The keeper has this odd habit—it could be strategic, it could be a mind-game—of setting himself up not in the middle of the goal mouth but to his left. Standing in this peculiarly off-centered position, he turns towards the gap he has created, readying himself to leap across. He seems to be daring me to strike the penalty hard enough and accurately enough to beat his spring towards the vast opening.
As eccentricities go, this one is rather unnerving. That gap is tempting indeed, especially since most penalty-takers prefer to swing hard and pull the ball, and I’m right-footed. He’s playing right to my strengths. But then this is an exceptionally athletic keeper; and he gives the appearance that he knows what he is doing. Maybe I should try wrong-footing him instead: approach the ball with my body angled so that it looks for all the world that I’m going to pull the ball into the lower left corner—and then at the last moment alter my leg swing, turn my right foot outward, and push the ball into the right corner.
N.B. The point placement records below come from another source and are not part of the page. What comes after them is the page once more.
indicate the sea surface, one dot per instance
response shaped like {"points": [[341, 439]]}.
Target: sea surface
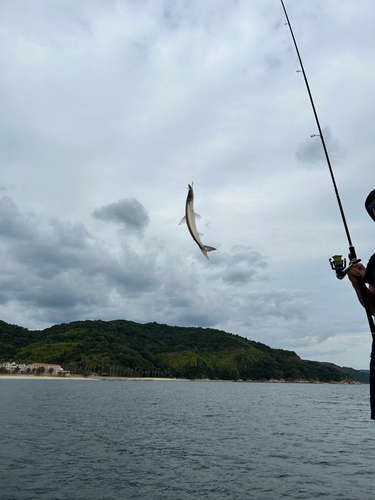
{"points": [[160, 440]]}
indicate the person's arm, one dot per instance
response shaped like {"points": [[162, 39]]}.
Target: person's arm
{"points": [[359, 271]]}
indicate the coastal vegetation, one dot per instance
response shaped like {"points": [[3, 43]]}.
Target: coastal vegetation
{"points": [[126, 348]]}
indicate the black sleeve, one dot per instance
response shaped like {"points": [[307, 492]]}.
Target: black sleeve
{"points": [[370, 271]]}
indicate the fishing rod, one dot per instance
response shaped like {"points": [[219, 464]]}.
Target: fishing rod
{"points": [[338, 264]]}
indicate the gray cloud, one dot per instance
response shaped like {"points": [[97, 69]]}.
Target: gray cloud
{"points": [[128, 212], [311, 151], [238, 265]]}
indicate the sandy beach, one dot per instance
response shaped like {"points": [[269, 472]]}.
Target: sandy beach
{"points": [[73, 377]]}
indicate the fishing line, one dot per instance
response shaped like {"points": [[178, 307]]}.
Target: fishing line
{"points": [[337, 263]]}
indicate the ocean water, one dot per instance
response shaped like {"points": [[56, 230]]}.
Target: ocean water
{"points": [[160, 440]]}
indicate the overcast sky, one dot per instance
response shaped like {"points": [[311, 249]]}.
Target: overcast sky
{"points": [[109, 108]]}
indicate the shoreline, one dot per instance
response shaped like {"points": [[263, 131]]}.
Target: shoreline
{"points": [[153, 379]]}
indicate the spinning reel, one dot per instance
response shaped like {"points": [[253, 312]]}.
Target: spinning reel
{"points": [[338, 264]]}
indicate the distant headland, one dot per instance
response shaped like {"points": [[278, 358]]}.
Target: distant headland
{"points": [[125, 349]]}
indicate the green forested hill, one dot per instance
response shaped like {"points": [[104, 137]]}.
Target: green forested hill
{"points": [[125, 348]]}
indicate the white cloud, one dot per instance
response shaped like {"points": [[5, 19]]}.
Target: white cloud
{"points": [[106, 101]]}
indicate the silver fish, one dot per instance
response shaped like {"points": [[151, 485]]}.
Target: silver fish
{"points": [[189, 219]]}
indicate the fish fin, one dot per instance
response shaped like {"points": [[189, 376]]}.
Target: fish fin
{"points": [[206, 249]]}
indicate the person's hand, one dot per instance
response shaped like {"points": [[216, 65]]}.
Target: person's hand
{"points": [[356, 271]]}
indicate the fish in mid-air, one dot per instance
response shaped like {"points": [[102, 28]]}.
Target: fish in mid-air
{"points": [[189, 219]]}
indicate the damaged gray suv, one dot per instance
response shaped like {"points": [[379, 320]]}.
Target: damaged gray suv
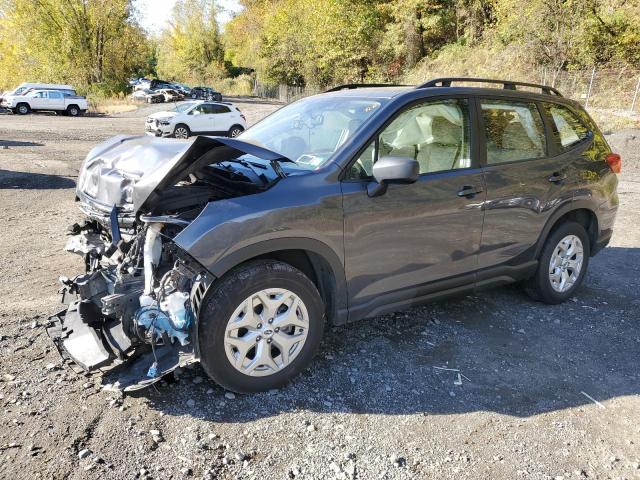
{"points": [[237, 252]]}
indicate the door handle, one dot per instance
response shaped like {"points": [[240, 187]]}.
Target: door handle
{"points": [[469, 191], [557, 177]]}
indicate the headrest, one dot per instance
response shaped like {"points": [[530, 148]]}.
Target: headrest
{"points": [[515, 137], [444, 132]]}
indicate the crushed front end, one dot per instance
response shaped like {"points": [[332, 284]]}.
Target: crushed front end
{"points": [[133, 312], [135, 303]]}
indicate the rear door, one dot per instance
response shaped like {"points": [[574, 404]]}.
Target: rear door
{"points": [[223, 118], [56, 100], [38, 100], [525, 179], [200, 121], [415, 239]]}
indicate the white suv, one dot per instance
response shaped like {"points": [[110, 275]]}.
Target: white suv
{"points": [[197, 118]]}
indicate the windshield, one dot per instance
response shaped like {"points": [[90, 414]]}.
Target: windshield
{"points": [[183, 107], [310, 130]]}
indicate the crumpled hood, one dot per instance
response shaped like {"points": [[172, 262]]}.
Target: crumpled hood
{"points": [[130, 171], [111, 170]]}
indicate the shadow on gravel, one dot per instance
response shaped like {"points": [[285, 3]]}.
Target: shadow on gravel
{"points": [[33, 181], [514, 357], [18, 143]]}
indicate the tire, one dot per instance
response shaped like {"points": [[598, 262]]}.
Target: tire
{"points": [[541, 287], [279, 283], [73, 111], [235, 131], [181, 131], [22, 109]]}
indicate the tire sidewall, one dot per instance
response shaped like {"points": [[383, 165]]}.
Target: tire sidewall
{"points": [[181, 125], [222, 301], [544, 283]]}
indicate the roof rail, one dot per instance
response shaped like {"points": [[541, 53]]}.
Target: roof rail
{"points": [[506, 84], [351, 86]]}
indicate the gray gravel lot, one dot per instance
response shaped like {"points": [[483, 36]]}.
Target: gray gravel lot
{"points": [[378, 401]]}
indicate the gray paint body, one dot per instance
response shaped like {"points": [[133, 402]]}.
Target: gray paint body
{"points": [[420, 241]]}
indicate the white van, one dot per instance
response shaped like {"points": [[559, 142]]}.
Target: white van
{"points": [[24, 87]]}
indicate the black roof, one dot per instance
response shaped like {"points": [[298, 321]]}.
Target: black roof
{"points": [[447, 81]]}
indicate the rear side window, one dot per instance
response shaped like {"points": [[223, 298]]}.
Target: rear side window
{"points": [[568, 129], [513, 131], [221, 109]]}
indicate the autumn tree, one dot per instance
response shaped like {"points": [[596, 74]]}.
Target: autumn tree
{"points": [[191, 49]]}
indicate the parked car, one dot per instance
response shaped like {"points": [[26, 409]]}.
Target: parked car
{"points": [[24, 88], [206, 93], [149, 96], [197, 118], [239, 252], [183, 89], [46, 100], [170, 95]]}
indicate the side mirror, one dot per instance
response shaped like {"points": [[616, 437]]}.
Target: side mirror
{"points": [[392, 169]]}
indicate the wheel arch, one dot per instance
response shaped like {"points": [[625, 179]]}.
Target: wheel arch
{"points": [[312, 257], [582, 214]]}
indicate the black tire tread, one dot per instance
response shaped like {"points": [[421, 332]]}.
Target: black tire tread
{"points": [[225, 295], [537, 287]]}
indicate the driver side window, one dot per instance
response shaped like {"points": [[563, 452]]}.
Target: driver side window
{"points": [[436, 134]]}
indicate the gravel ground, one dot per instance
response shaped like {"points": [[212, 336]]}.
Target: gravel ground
{"points": [[543, 392]]}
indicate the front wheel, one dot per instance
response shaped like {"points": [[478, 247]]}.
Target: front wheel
{"points": [[235, 131], [260, 326], [22, 109], [73, 111], [181, 131], [562, 266]]}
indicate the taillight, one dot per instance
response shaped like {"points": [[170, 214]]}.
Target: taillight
{"points": [[615, 162]]}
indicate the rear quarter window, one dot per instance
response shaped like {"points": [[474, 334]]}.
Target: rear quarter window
{"points": [[568, 129], [513, 131]]}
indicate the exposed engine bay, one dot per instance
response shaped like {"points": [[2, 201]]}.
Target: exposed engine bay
{"points": [[133, 312]]}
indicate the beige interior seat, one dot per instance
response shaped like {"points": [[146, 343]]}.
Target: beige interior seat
{"points": [[443, 151]]}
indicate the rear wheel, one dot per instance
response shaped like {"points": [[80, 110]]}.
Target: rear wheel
{"points": [[260, 326], [181, 131], [562, 266]]}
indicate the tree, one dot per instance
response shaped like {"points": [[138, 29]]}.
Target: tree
{"points": [[84, 42], [191, 49]]}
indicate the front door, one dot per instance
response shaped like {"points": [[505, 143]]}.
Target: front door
{"points": [[419, 238]]}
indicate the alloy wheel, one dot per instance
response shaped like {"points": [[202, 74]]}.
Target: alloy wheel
{"points": [[181, 132], [565, 264], [266, 332]]}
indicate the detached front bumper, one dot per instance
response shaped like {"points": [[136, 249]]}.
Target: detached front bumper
{"points": [[103, 347]]}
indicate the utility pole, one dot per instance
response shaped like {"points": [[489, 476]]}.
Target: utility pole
{"points": [[593, 74]]}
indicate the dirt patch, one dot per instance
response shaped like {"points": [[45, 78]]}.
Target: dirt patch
{"points": [[373, 404]]}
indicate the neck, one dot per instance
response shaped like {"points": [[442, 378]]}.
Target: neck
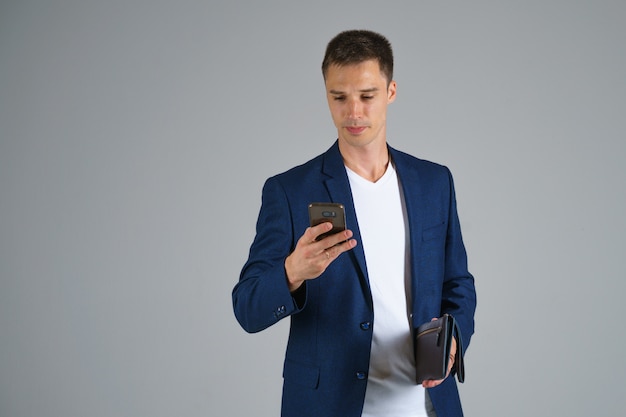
{"points": [[368, 163]]}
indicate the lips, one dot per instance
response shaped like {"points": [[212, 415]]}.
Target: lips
{"points": [[355, 130]]}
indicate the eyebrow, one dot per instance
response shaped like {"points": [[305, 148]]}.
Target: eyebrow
{"points": [[365, 90]]}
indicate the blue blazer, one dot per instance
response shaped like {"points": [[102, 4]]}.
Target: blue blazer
{"points": [[332, 317]]}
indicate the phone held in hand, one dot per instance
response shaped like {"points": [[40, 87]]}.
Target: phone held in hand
{"points": [[328, 212]]}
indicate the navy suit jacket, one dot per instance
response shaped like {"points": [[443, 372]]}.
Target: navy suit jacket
{"points": [[332, 317]]}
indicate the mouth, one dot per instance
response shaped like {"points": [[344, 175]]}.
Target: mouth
{"points": [[355, 130]]}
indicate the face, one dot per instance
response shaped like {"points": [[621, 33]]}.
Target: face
{"points": [[358, 97]]}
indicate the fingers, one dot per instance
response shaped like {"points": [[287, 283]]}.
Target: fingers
{"points": [[311, 258]]}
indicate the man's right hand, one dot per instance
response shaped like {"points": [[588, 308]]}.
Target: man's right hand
{"points": [[310, 258]]}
I think about this perhaps too long. I take a short run-up—just a step or two—and lash the ball as hard as I can towards that temptingly big gap. The ball hits the post and rolls back onto the field of play. The keeper leaps forward to take it before I can even regain my balance.
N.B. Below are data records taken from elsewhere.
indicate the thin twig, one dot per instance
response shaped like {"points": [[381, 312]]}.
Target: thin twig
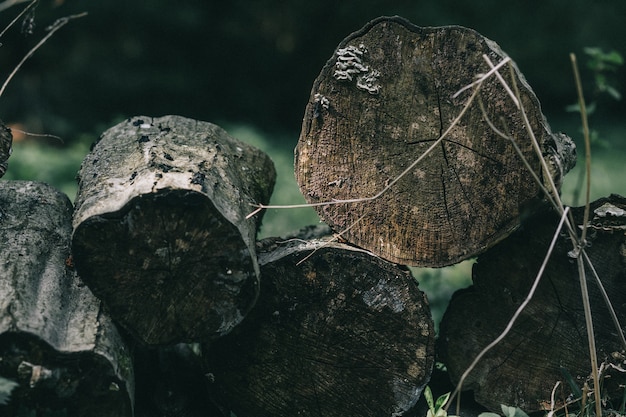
{"points": [[6, 4], [581, 245], [607, 301], [583, 117], [519, 310], [387, 187], [335, 238], [53, 28], [18, 16]]}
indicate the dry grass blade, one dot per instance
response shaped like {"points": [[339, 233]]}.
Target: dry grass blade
{"points": [[51, 30], [476, 84], [519, 310]]}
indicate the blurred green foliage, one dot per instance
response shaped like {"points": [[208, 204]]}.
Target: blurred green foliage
{"points": [[254, 62], [249, 67]]}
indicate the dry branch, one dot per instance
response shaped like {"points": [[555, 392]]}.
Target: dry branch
{"points": [[550, 333]]}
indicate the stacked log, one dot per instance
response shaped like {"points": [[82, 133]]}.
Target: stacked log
{"points": [[306, 325], [548, 342], [160, 228], [383, 99], [57, 344], [336, 331]]}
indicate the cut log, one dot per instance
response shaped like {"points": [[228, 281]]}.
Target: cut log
{"points": [[549, 337], [385, 97], [171, 382], [160, 233], [56, 342], [339, 333]]}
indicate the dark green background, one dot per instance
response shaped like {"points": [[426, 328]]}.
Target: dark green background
{"points": [[253, 62]]}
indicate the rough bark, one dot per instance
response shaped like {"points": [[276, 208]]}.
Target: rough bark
{"points": [[160, 233], [55, 339], [383, 98], [171, 382], [550, 333], [342, 333]]}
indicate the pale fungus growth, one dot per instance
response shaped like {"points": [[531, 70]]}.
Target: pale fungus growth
{"points": [[350, 66]]}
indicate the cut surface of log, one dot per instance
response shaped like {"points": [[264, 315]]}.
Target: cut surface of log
{"points": [[56, 341], [549, 339], [160, 233], [342, 333], [382, 100]]}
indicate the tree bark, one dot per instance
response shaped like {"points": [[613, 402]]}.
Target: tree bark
{"points": [[56, 341], [550, 334], [160, 229], [339, 333], [384, 98]]}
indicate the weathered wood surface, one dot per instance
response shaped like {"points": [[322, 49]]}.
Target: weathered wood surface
{"points": [[342, 333], [550, 333], [171, 382], [160, 233], [55, 339], [6, 142], [383, 98]]}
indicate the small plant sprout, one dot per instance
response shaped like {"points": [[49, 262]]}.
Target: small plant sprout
{"points": [[436, 408]]}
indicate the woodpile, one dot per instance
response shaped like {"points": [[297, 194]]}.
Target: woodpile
{"points": [[56, 341], [152, 295]]}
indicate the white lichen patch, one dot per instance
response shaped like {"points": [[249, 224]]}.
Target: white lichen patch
{"points": [[351, 66]]}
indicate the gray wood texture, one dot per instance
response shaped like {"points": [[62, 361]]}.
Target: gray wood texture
{"points": [[56, 340], [160, 233], [550, 334], [383, 98], [341, 333]]}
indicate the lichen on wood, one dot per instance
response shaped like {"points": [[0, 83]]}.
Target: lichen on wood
{"points": [[160, 228], [56, 341], [389, 94]]}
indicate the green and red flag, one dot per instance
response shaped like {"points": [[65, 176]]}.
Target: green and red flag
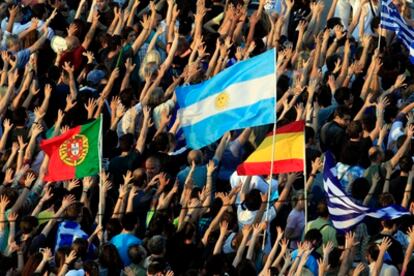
{"points": [[75, 153]]}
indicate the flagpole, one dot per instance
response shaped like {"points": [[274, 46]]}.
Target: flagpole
{"points": [[269, 191], [101, 195], [305, 178]]}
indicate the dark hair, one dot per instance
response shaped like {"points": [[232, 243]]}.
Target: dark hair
{"points": [[360, 188], [74, 210], [354, 129], [373, 251], [313, 235], [136, 253], [342, 111], [129, 221], [125, 142], [113, 227], [28, 223], [253, 200], [91, 268], [342, 94], [322, 209], [110, 259], [405, 163]]}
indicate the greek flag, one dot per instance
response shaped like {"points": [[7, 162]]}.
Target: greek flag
{"points": [[343, 211], [241, 96], [392, 20]]}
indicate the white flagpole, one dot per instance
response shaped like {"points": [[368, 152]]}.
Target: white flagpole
{"points": [[305, 178], [269, 191], [101, 195]]}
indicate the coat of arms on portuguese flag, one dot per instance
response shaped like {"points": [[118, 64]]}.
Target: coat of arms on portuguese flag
{"points": [[75, 153]]}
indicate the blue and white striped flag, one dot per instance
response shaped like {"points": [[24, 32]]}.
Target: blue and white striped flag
{"points": [[392, 20], [343, 211], [241, 96]]}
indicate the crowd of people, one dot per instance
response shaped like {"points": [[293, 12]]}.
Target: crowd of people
{"points": [[159, 208]]}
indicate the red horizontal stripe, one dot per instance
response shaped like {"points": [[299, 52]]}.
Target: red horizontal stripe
{"points": [[297, 126], [263, 168]]}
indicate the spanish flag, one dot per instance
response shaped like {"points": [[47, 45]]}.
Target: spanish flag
{"points": [[288, 156]]}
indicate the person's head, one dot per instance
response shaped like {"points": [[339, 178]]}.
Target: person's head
{"points": [[372, 252], [354, 130], [91, 268], [72, 42], [152, 166], [129, 222], [195, 156], [314, 236], [157, 245], [113, 227], [405, 164], [102, 5], [375, 154], [156, 268], [126, 142], [299, 201], [322, 210], [28, 224], [156, 97], [140, 177], [161, 143], [137, 254], [150, 64], [360, 188], [253, 200], [342, 116], [344, 96], [13, 43], [389, 225], [109, 257], [74, 211]]}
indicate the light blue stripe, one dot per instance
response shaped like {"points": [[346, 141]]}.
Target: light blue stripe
{"points": [[212, 128], [253, 68]]}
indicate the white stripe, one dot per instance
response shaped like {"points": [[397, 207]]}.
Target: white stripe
{"points": [[239, 95], [337, 192], [348, 223]]}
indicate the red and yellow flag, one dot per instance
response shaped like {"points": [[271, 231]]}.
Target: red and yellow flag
{"points": [[288, 155]]}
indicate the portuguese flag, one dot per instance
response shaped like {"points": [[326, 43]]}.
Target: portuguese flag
{"points": [[288, 156], [75, 153]]}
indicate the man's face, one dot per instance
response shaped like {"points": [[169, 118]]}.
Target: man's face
{"points": [[344, 121], [101, 5], [152, 168]]}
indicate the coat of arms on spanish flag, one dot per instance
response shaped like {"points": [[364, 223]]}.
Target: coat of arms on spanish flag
{"points": [[75, 153], [289, 152]]}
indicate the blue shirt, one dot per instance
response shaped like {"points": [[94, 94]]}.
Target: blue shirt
{"points": [[199, 176], [123, 242], [311, 263]]}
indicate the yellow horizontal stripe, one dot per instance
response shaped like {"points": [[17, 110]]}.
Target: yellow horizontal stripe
{"points": [[287, 146]]}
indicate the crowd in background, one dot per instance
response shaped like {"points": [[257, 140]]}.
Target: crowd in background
{"points": [[160, 208]]}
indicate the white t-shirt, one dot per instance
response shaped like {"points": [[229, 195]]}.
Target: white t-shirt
{"points": [[386, 270], [257, 182]]}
But I think it would have beaten him, had it been a just few inches in. So what to do the next time?—for soon there will be another opportunity, this I know.
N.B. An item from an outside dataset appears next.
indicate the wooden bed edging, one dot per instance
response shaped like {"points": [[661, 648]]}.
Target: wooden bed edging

When the time comes, I am sure that I’m going to try the same shot, taking care to emphasize accuracy over pace. But then as I approach I think I see him move early: I make a last-second adjustment, opening my foot and trying an inside-out swing—and he somehow manages to stop his momentum, even as he’s launching his leap, and the ball thumps into his ribs. My hands fly up to cover my eyes, then slide slowly down my face to reveal my dismay.
Third time the charm? I pull it, hard, right into the gap—but he’s too quick. He leaps and snatches the ball in his mouth. Then he trots towards me wagging his tail, clearly wanting and expecting praise. “Who do you think you are, Lev Yashin?” I ask, irritably. But I scratch his chest anyway, and he drops his green plastic ball, his eyes half-closing in bliss.
This keeper, with whom I have had so many battles at the goal that separates my living room from my dining room, is Malcolm, my Shetland Sheepdog. Before Malcolm came along, I disliked penalty kicks and consequently lacked interest in them. They now fascinate me, and I have become the most exacting of judges. I just saw Ashley Young take and make a penalty against Blackburn: it was struck well-enough, I suppose, but his run-up was far too elaborate, and he didn’t get it that close to the corner—if Robinson had guessed right he very well might have been able to palm it away. And shouldn’t Robinson have suspected that Young was going to pull the ball? Doesn’t he almost always? Come on, man!
My experience with Malcolm should make me more generous. After all, don’t I know what it’s like to make a decision and then, inexplicably, alter it when it’s really too late, thereby ensuring a weak or inaccurate shot? Don’t I know what it’s like to second-guess myself? Haven’t I been rattled by some twitch or feint from the keeper? Haven’t I tried, unsuccessfully, to keep my eyes low enough that I can’t even see the damned keeper? My own pain should open my heart to the pain of others. But what has it done instead? It has made me a critic.